Cette promesse, assimilée à une tentative de vouloir renverser la monarchie, a valu à Move Forward d'être poursuivi dans l'affaire qui a conduit à sa dissolution.
Ces accusations sont gravissimes en Thaïlande, où le roi Maha Vajiralongkorn bénéficie d'un statut de quasi-divinité qui le place au-dessus de la mêlée politique.
Le parti s'est toujours défendu de toute manœuvre illégale. Il a pointé du doigt l'ingérence d'institutions contrôlées par ses adversaires politiques au détriment de l'expression populaire.
"En principe, la Cour constitutionnelle devrait être utilisée pour défendre la démocratie, et non pour rendre la Thaïlande moins démocratique", avait déclaré Pita Limjaroenrat avant l'annonce de la décision, dans un courriel à l'AFP.
"Lors des deux dernières décennies, 33 partis ont été dissous, dont quatre importants qui étaient élus par le peuple. Nous ne devrions pas normaliser ce modèle ou accepter l'utilisation d'un tribunal politisé pour détruire les partis politiques", a-t-il écrit.
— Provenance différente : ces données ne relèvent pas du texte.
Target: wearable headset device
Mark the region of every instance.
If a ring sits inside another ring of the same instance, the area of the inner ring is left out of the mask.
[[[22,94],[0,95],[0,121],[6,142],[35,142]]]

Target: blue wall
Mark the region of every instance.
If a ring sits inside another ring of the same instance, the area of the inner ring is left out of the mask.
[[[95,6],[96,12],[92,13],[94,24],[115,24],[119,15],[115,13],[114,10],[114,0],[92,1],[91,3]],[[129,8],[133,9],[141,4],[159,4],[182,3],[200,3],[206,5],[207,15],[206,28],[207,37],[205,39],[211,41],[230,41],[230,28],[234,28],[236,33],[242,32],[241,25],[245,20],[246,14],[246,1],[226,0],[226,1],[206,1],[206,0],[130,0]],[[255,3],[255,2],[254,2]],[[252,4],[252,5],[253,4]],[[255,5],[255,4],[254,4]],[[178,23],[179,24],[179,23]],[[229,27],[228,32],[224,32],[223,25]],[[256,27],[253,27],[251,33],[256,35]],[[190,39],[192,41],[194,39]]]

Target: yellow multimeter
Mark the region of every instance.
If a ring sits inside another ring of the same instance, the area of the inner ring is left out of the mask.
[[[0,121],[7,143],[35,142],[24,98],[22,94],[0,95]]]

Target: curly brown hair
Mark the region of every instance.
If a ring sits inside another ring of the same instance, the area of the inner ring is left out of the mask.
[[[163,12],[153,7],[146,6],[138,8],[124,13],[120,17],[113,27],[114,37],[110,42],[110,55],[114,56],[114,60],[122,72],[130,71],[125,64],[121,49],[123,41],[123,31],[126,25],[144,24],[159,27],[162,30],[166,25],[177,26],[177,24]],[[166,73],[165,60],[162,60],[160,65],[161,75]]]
La dissolution, en 2020, de Future Forward, l'ancêtre de Move Forward, avait donné lieu à d'importantes manifestations, éteintes par la pandémie et la répression des autorités visant les principales figures du mouvement, en vertu, dans de nombreux cas, de la loi de lèse-majesté.
Le texte prévoit entre trois et quinze ans de prison pour toute insulte visant le roi ou sa famille, une sanction considérée parmi les plus sévères au monde pour une loi de ce type.
L'an dernier, le vote des députés et des sénateurs qui a rejeté la candidature de Pita Limjaroenrat comme Premier ministre, en dépit du soutien d'une coalition majoritaire à l'Assemblée, n'avait pas suscité de fortes contestations dans la rue.
Plus de quatorze millions de Thaïlandais, un résultat inédit en plus de dix ans, ont choisi Move Forward lors des législatives, pour tourner la page d'une quasi-décennie de domination par les militaires issus d'un putsch en 2014, qui a creusé les inégalités et plombé la croissance.
En dépit des blocages de l'opposition, Pita Limjaroenrat est resté largement en tête des sondages de popularité, selon les dernières publications.